The peaceful protestors carried banners stating, “Stop the Killings,” “Enough is Enough,” and “Justice for South Kaduna Christians”, as they chanted “It’s not a conflict, it’s a genocide” and “Our lives matter”.
The letter, submitted under the umbrella of the Southern Kaduna Peoples Diaspora (SOKAPDA), accused the international media of “a conspiracy of silence” regarding the deadly spate of violence that spiked this year resulting in the loss of more than 200 lives in Kaduna State since the beginning of July. The group called on Nigerian President Muhammadu Buhari to declare the Fulani militia a terrorist organisation.
The SOKAPDA protestors plan to deliver further letters of protest to the UK Parliament and Prime Minister Boris Johnson in Downing Street.

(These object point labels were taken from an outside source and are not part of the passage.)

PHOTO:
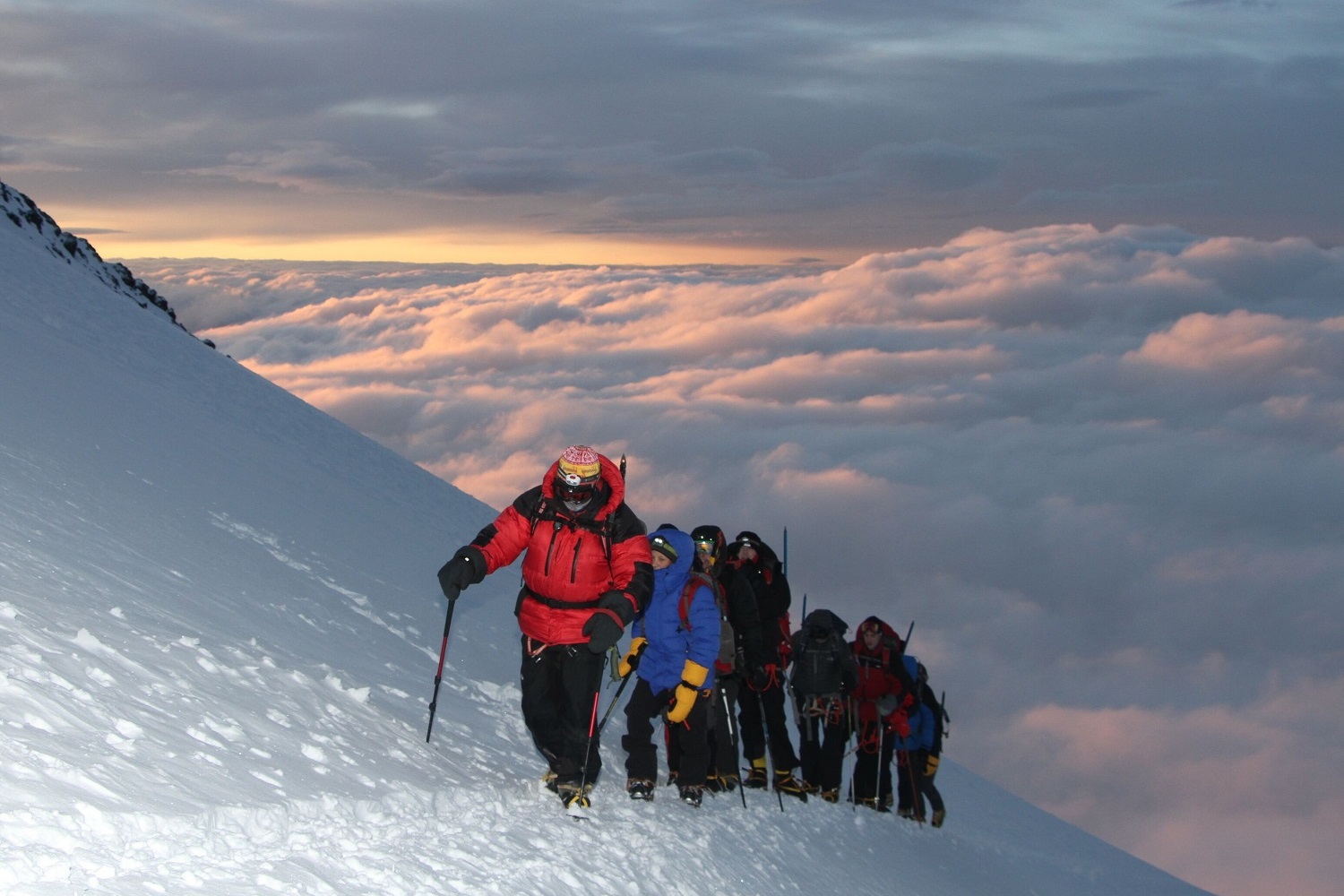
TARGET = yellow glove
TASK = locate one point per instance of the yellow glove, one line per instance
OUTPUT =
(631, 661)
(687, 689)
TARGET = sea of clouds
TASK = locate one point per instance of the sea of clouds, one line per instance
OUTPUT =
(1101, 470)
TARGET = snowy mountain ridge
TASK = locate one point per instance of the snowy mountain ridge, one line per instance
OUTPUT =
(40, 228)
(218, 634)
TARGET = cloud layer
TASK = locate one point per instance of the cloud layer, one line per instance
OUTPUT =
(1102, 470)
(599, 131)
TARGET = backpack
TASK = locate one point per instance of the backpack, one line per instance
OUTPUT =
(817, 668)
(728, 641)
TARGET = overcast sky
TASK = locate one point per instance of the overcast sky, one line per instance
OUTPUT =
(1102, 471)
(675, 131)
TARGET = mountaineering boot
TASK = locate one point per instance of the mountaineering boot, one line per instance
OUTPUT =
(691, 794)
(788, 785)
(573, 796)
(640, 788)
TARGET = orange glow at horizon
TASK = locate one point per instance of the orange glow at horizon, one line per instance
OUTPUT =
(445, 247)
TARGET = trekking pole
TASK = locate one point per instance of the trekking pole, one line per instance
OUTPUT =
(916, 797)
(443, 653)
(876, 778)
(588, 750)
(765, 729)
(615, 700)
(733, 737)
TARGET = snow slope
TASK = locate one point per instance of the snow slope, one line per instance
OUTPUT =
(218, 634)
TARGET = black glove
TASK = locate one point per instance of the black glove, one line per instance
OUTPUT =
(467, 567)
(607, 626)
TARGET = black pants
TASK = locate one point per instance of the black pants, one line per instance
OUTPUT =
(873, 762)
(914, 786)
(691, 750)
(720, 723)
(823, 734)
(559, 685)
(761, 713)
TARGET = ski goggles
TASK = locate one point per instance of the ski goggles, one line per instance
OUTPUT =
(574, 492)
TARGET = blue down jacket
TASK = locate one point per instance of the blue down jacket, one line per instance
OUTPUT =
(669, 642)
(919, 715)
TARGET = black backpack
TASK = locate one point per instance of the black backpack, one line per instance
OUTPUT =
(817, 661)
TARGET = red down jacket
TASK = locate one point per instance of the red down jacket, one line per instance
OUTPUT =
(572, 557)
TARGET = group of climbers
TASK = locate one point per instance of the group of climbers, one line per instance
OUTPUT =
(711, 650)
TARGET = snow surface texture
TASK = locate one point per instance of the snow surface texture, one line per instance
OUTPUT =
(218, 635)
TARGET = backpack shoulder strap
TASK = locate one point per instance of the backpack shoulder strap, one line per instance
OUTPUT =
(693, 583)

The group criticised a recent television interview by Nasir el Rufai, the governor of Kaduna State, in which he seemed to blame the people of southern Kaduna for the killings when he stated, “they organise these killings and then, their leaders are invited by the governor, they wine and dine and they are given brown envelopes.” He went on to accuse the Christian community’s leaders of raising “a spectre of genocide … so they can get donations and money into their bank accounts from abroad.” Governor El Rufai added that his administration is “compiling evidence” to arrest them.
In a response to the governor’s controversial interview, which has been widely condemned, the Nigerian Bar Association (NBA) withdrew his invitation to be keynote speaker its 60th Annual General Conference in August.
In the meantime, the slaughter of Christians in southern Kaduna is continuing under an ongoing 24-hour regional curfew, which limits the movement of citizens but has failed to control the violent rampage of the heavily armed Fulani militants. The deployment of special military forces in the state has also done little to curb the violence and witnesses have reported that military and security personnel stood idly by during multiple night time attacks in early August that saw at least 33 Christians killed.
A Nigerian church leader told Barnabas after the massacre of 32 believers, including 21 guests at a wedding, in a two-day Fulani militant attack on 19 July, “it is as if the lives of Christians no longer matter”.
In early August, the Southern Kaduna People’s Union (SOKAPU) sent a letter to the International Criminal Court (ICC) in the Hague asking for it to act now against the “pernicious genocide” in northern Nigeria. The Nigerian Christian leaders’ statement also highlighted that around 50,000 Christians have been displaced from rural communities by the violence. The letter appealed to the international community and “men and women of conscience all over the world” to come to the aid of Christians facing “what looks like a government sponsored genocide” in southern Kaduna State.